Sementara Daniel masih menatap Soraya,
"Apa yang kau lakukan pada kakakku," Daniel berjalan mendekati Soraya yang acuh saja dengannya.
Soraya akan bangkit dari duduknya mengabaikan Daniel tapi Daniel kembali mencengkram tangan Soraya dan menghempasnya ke sofa lagi.
"Kau kurang ajar ya bocah ingusan" ketus Soraya menatap Daniel yang tersenyum sinis padanya.
"Dulu kau boleh menyebutku bocah ingusan, sekarang kau jangan pernah menyebutku seperti itu mengerti. Dan aku peringatkan padamu, jangan pernah kau menyentuh kakakku maka kau akan merasakan akibatnya, anakmu itu juga akan merasakannya" ucap Daniel mencengkram dagu Soraya kuat dan dia langsung mendorong Soraya ke senderan sofa.
Daniel berdiri menatap Soraya memberikan senyum licik kearah Soraya. Ia segera berjalan pergi menaiki tangga masih dengan tatapan mengejek Soraya.
"Dasar bocah tak tahu diri, aturan waktu itu aku membunuhmu dan kakakmu. Gara-gara kedua orang tua itu.." geram Soraya kesal melihat Daniel yang seperti mengejek serta tidak takut sama sekali dengannya.
………………
Dena mendorong tubuh Dirga pelan agar melepaskan pelukannya saat ini. Dirga pun melepaskannya dia menatap Dena yang menunduk.
"Kau bingung dengan perasaanmu atau kau ragu dengan diriku?" ucap Dirga menyentuh dagu Dena agar melihatnya.
"Dua-duanya" jawab Dena singkat.
"Aku bingung dengan perasaanku sendiri, dan aku juga ragu dengan rasa cintamu padaku. Aku takut dirimu bakal seperti Papaku yang meninggalkan Mamaku" ucap Dena lagi menatap sendu Dirga.
"Sepertinya aku sudah pernah bilang padamu jangan samakan diriku dengan Papamu mengerti" ucap Dirga tegas.

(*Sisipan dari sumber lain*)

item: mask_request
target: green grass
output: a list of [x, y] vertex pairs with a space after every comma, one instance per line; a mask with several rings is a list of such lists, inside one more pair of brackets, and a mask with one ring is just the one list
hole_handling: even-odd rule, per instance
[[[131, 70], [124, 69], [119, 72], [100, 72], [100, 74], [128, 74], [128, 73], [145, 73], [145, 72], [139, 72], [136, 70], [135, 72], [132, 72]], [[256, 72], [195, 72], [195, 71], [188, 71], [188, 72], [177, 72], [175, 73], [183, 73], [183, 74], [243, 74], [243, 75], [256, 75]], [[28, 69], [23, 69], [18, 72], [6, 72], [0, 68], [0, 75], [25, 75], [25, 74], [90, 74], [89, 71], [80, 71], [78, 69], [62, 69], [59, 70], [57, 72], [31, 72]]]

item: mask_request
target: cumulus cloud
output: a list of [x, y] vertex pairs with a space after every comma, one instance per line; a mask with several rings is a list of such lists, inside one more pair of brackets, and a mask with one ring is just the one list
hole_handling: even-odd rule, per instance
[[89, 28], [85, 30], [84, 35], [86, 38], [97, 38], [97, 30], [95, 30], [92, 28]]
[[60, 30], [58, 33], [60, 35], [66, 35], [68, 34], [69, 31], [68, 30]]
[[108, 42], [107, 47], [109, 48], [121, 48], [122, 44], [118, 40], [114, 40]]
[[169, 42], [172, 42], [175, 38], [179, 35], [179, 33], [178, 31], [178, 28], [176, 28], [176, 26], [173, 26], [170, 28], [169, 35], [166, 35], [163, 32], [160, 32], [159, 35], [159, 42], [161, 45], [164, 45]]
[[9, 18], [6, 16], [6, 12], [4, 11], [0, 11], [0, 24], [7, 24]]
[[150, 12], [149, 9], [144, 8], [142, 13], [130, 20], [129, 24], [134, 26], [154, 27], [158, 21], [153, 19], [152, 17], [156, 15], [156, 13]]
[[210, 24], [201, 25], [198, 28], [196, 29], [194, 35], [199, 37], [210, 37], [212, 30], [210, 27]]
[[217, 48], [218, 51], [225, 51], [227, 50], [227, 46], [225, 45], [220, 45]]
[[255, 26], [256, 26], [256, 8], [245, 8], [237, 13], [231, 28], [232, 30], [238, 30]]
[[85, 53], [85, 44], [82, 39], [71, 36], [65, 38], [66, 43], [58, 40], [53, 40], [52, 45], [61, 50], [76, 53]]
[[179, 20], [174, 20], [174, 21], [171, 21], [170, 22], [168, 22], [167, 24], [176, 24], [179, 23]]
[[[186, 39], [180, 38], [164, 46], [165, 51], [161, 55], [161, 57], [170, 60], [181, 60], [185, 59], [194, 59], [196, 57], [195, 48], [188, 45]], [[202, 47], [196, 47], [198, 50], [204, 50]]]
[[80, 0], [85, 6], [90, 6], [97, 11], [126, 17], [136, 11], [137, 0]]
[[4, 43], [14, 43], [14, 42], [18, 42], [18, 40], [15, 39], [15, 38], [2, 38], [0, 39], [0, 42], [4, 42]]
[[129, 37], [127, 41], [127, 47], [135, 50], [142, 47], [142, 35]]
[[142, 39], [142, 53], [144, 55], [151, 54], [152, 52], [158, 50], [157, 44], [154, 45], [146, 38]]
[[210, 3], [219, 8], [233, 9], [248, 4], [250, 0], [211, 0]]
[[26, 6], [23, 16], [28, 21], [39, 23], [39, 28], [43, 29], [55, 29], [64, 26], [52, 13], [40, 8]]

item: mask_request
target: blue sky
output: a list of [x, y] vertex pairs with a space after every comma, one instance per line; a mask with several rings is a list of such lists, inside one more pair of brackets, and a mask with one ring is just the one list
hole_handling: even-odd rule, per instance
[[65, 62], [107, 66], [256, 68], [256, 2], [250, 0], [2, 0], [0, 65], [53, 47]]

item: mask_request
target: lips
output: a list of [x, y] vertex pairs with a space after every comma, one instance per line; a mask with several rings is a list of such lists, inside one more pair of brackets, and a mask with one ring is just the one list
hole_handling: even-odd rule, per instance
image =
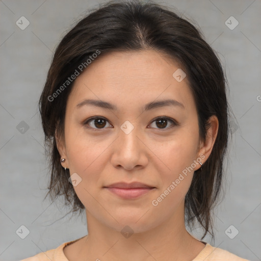
[[129, 184], [124, 182], [114, 183], [105, 187], [104, 188], [124, 199], [135, 199], [139, 198], [155, 189], [154, 187], [139, 182]]
[[145, 188], [145, 189], [153, 189], [154, 187], [141, 183], [140, 182], [133, 182], [132, 183], [126, 183], [125, 182], [118, 182], [117, 183], [114, 183], [111, 185], [106, 186], [105, 188], [116, 188], [118, 189], [139, 189], [139, 188]]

"Aku berbeda, atau kau memang tidak ada niat menyukaiku karena dirimu menyukai Dewa. Jika memang tidak ada niat aku tidak perduli, aku akan membuatmu melupakan dia entah itu dengan cara baik-baik atau dengan paksa" lanjut Dirga merasa menggebu tidak terima kalau Dena memang masih suka dengan Kakaknya.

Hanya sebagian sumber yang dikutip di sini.